Besonders die ursprüngliche Farbigkeit der Fresken ist durch Brände und andere Umwelteinflüsse stark beeinträchtigt. Das einstige Aussehen zum Zeitpunkt ihrer Fertigstellung kann daher nur erahnt werden. Durch naturwissenschaftliche und maltechnische Untersuchungen wird derzeit versucht, die ursprüngliche Polychromie der Fresken zu rekonstruieren.

Die Klosterkirche von St. Johann in Müstair präsentiert sich heute als ein Nebeneinander von karolingischen, romanischen und gotischen Ausstattungselementen. Dieses Erscheinungsbild geht auf die Freilegungs- und Restaurierungsarbeiten von Franz Xaver Sauter zurück, die zwischen 1947 und 1951 stattfanden. Die Arbeiten wurden vom Architekten Walther Sulser geleitet, die Oberaufsicht lag beim damaligen Präsidenten der Eidgenössischen Kommission für Denkmalpflege, Linus Birchler.

Der Chor der Klosterkirche St. Johann in Müstair GR.

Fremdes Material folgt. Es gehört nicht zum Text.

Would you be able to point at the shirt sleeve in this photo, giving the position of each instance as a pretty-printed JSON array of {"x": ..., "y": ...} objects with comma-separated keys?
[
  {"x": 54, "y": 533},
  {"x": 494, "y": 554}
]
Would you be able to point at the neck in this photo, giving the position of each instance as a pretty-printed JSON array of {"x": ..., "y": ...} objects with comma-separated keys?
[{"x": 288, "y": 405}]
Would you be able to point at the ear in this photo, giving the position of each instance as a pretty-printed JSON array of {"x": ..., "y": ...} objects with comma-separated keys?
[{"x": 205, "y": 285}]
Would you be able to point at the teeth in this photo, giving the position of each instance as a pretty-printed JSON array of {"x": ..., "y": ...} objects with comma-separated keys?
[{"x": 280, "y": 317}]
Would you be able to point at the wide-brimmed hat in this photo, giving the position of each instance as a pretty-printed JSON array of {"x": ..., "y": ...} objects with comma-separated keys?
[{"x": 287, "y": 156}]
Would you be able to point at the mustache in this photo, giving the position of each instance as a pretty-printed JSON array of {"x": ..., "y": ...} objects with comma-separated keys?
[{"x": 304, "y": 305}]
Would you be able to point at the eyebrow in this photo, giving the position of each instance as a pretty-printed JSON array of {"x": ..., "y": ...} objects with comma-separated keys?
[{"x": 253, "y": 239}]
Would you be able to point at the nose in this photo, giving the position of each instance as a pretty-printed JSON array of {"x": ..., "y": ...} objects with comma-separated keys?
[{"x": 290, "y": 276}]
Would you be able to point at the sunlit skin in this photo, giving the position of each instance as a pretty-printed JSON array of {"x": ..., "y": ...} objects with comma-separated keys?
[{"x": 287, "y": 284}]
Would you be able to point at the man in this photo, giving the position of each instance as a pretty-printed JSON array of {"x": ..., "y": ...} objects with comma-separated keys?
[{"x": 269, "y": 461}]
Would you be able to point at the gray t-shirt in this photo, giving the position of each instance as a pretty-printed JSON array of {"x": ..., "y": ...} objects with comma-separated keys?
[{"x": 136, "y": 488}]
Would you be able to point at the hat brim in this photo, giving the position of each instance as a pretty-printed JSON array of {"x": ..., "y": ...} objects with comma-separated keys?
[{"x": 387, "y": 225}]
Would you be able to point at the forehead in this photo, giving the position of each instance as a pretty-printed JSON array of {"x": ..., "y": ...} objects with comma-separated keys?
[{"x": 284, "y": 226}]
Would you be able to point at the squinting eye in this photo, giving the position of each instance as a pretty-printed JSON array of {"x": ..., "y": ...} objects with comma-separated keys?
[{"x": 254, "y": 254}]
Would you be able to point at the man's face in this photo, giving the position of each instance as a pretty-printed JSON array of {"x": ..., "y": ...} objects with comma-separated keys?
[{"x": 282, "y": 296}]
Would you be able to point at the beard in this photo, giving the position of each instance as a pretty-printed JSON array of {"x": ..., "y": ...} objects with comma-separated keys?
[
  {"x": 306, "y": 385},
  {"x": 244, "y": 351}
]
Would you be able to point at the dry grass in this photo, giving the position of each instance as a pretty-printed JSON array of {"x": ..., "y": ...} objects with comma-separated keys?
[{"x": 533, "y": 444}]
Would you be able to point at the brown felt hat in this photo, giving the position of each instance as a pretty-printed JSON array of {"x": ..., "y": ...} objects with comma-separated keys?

Quelle: Foto Stiftung Pro Kloster St. Johann

Der Chor der Klosterkirche St. Johann in Müstair GR.

Rezeption der Fresken im Wandel

Sauters Eingriff beeinflusste massgeblich die spätere Wahrnehmung der Fresken und deren Beurteilung durch die Fachwelt. Vor der Freilegung im Kirchenschiff waren die karolingischen Fresken lediglich durch die im Dachraum der Kirche sichtbaren Flächen bekannt, die sich in relativ gutem Zustand befanden.

Josef Zemp beschrieb eine Farbenpalette, die erdig-braune, braungelbe, gelbe, rote, graue, grau-blaue, weisse und schwarze Töne umfasste. Grün fehlte seiner Ansicht nach ganz, während er manche schwarze Partien richtig für alterierte Farben hielt. Die Bewertung dieser Reste war durchaus positiv, ihre Qualität wurde als sehr hoch eingeschätzt. Sie wurden als Werke «befreiender Grösse»1, «ruhiger Erscheinung und bildmässiger Geschlossenheit» beschrieben.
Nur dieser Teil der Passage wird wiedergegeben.